On a more serious note, later some bigger kids were playing in the water, too, and Benji went in deeper and deeper after them. Ian and I called him back a few times, and he sort of came back. Next time, I’m going to set boundaries – if you go in over the yellow part, we’re going home, period. No pushing the limits. Anyway, he slipped on the rocks and fell on his bum a few times, but one of the girls helped him up again.
But then he was out deeper than I was comfortable with, and he slipped and fell face forward in water where he couldn’t reach the bottom with his arms to push up again. He flailed around and at first looked like he was playing again… But I knew he couldn’t swim. In about one second I dashed into the water and pulled him out. He was coughing and gagging on water, terrified and crying, water coming out of his mouth and nose. I brought him out and made sure he was breathing normally, and he was.
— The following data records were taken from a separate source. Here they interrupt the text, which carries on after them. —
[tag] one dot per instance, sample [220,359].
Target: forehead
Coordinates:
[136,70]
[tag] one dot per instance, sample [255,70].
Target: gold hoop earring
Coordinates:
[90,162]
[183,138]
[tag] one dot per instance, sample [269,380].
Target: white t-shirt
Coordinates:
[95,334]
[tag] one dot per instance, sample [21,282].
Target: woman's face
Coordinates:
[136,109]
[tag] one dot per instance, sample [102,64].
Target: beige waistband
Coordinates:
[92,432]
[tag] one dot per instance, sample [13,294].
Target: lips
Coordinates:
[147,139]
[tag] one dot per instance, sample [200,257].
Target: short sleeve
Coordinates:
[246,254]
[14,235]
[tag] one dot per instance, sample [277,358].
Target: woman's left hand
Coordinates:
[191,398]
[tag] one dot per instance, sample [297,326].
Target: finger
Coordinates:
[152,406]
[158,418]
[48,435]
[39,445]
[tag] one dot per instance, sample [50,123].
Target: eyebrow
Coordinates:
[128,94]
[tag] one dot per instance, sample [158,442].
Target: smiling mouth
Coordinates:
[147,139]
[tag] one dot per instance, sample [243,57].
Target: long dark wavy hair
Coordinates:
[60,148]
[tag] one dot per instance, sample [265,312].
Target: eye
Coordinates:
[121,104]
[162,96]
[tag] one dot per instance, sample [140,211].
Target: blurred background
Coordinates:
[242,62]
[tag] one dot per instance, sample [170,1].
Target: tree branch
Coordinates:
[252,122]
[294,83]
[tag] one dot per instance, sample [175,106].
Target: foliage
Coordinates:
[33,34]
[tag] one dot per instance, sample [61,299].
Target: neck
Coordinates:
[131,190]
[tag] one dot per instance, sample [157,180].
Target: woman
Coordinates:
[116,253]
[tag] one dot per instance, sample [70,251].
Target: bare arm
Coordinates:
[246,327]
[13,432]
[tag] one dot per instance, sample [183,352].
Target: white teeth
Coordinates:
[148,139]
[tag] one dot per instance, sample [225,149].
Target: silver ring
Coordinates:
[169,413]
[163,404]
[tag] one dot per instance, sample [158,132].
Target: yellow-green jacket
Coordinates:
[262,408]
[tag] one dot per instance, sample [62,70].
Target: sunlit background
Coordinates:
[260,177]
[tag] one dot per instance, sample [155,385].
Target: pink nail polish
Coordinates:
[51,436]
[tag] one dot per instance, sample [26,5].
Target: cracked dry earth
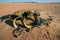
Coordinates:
[51,32]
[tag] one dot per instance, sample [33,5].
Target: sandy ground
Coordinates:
[51,32]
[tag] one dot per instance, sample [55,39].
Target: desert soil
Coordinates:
[51,32]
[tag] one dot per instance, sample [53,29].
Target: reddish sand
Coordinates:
[51,32]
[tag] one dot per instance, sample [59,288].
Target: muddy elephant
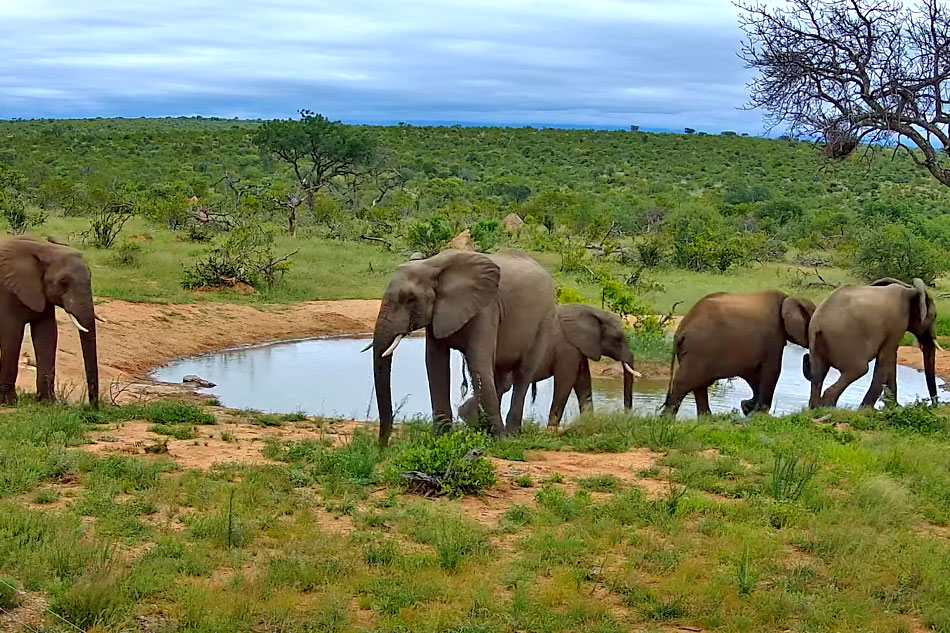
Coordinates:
[489,307]
[858,324]
[579,333]
[35,277]
[727,335]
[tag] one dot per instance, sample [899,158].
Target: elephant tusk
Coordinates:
[392,348]
[630,370]
[77,323]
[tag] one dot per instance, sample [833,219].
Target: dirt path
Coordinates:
[138,336]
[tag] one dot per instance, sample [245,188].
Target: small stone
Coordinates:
[198,381]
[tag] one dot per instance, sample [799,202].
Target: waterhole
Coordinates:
[330,377]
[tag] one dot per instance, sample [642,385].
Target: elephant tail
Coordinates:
[677,343]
Thank You, God
It was horrible.
I’ve already been having nightmares since seeing the picture of that 3 year old Syrian boy who downed, and now only days later Benji – who hasn’t spent much time around water, and we rarely go near lakes or anything other than bath tubs – could almost have… It’s unthinkable. But I can’t stop thinking it, now.
I’m so grateful I went and got him immediately, and didn’t just think he was playing, like all the other parents watching. I’m so grateful he’s fine. I’m so horrified and sick at the thought of how close we were to an entirely different outcome.
I don’t think I’ll be sleeping well for a long, long time.